Surabaya and the Asia That No Longer Exists
I went to Surabaya in September 2025 partly because almost nobody goes to Surabaya. The second-largest city in Indonesia, major port, industrial hub — not on the tourist circuit in the way that Bali and Yogyakarta are, not fashionable, not particularly photogenic in the way that algorithmically successful destinations are photogenic. People go to Bali. People go to Surabaya because they have business there, or because they live there, or because they are looking for the kind of Indonesia that has not been optimised for visitors.
I am that third kind of traveller. I have been that kind for as long as I have been travelling.

The Asia I Found Before Tourism Found It
I need to be careful here not to be the kind of person who resents other people’s travel. That is not the point. But there is something true that needs saying about what Asia was like before the infrastructure of mass tourism transformed it, and what has been lost alongside what has been gained.
In 2009 to 2011, I went to Myanmar — then Burma — when there were no ATMs and you had to bring cash like a drug dealer crossing a border. You carried hundred-dollar bills, pristine and unfolded, because crumpled notes were refused. Bagan — the plain of 2,200 Buddhist temples spread across 40 square kilometres — had almost no tourists. You could walk between the temples in silence. You could climb one at sunrise and see nothing in any direction except other temples and the Irrawaddy River and the mountains beyond. It was one of the most beautiful things I have seen anywhere. I loved it with an intensity that surprises me still when I think about it.
In 2005, I went to Angkor Wat when you could still be almost alone in the temples at sunrise. By 2012, there were five times as many tourists. The experience was still magnificent — Angkor Wat does not stop being Angkor Wat because of crowds — but the silence was gone.
When I lived in China from 2002 to 2004, I went to villages where children touched me because a foreigner was rare enough to be remarkable, possibly lucky. Those villages are connected to everything now. The children’s children have smartphones and probably know more about the world than I did at their age.
What Surabaya Is
Surabaya is a city of three million people that functions as a city rather than a tourism product. The old Dutch colonial quarter has faded glory — the buildings are magnificent and largely unmaintained, which gives them an atmosphere that perfectly maintained heritage districts sometimes lack. The Arab Quarter near Ampel Mosque is a genuine neighbourhood where people live and work and worship rather than a recreation of one.
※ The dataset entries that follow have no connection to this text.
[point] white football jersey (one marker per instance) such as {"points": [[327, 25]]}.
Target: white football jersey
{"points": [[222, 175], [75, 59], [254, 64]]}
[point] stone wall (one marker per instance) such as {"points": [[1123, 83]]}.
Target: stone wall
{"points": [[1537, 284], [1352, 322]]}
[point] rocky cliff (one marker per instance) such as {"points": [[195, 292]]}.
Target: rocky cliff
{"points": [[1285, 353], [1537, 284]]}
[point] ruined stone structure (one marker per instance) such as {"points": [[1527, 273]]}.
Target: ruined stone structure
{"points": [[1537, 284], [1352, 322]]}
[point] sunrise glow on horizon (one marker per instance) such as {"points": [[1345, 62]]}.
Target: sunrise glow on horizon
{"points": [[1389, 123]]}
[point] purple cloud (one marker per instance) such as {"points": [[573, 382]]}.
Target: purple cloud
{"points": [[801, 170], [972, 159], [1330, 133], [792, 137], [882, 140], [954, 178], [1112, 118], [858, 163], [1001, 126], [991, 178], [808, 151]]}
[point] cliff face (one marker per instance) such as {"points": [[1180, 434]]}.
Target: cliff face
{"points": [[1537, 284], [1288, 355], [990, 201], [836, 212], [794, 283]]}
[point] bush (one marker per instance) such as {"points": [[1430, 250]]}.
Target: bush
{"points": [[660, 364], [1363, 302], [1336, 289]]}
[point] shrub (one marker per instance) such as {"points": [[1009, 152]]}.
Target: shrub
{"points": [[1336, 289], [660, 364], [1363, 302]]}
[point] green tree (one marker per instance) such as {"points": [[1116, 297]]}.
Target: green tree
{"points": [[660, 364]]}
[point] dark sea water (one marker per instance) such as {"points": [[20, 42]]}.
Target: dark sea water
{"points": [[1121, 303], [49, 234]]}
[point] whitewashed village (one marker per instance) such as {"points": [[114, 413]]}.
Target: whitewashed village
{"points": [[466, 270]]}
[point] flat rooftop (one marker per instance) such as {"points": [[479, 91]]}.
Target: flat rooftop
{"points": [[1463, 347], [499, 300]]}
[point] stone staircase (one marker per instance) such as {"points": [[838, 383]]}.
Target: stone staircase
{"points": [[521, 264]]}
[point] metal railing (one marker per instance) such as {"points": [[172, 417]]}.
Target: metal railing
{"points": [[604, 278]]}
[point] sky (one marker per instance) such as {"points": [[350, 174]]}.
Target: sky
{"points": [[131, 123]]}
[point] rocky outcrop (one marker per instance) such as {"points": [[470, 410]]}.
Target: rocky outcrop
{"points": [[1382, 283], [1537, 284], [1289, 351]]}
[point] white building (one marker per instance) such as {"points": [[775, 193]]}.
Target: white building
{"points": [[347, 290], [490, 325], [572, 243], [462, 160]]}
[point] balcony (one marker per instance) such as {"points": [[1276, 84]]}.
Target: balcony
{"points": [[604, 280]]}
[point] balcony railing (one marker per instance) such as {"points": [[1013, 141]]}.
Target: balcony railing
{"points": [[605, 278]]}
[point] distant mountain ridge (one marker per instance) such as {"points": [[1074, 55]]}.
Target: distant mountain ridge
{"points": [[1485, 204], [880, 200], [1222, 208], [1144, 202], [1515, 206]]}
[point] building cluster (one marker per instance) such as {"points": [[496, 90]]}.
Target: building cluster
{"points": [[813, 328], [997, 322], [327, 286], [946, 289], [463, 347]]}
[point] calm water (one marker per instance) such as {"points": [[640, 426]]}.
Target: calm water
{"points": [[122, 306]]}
The food is exceptional and almost entirely unknown to the international traveller. Rawon — a dark, rich beef soup made with black kluwek nuts, served with rice and fermented shrimp paste — is one of the great soups of Southeast Asia and is Surabayan in origin. Lontong balap, rujak cingur, tahu tek — a city’s worth of dishes that do not appear on any “best food in Asia” list because no international food media has bothered to send anyone to Surabaya.
I ate extremely well. I paid almost nothing. I was the only obvious foreigner in every restaurant.

The Traveller’s Paradox
There is a paradox at the heart of the kind of travel I have always sought. The places I love most are the ones that have not yet been discovered. But the act of writing about them — of recommending them, of sharing photographs — is itself part of the process that transforms them. I helped kill the secret of places I loved by loving them too visibly.
I do not think the answer is silence. The answer, I think, is honesty about what we are doing when we travel and what we are willing to accept as the terms. We go to places. We consume them, transform them, sometimes damage them, sometimes contribute to them. The best we can do is travel with attention — to pay for things fairly, to treat the places and people we encounter as ends rather than means, to understand that our presence has consequences.
I went to Surabaya because I wanted to find Asia that had not been fully processed into a product for people like me. I found some of it. It will not last. But for a few days in September, the rawon was extraordinary and I was more or less alone in the city that made it, and that was enough.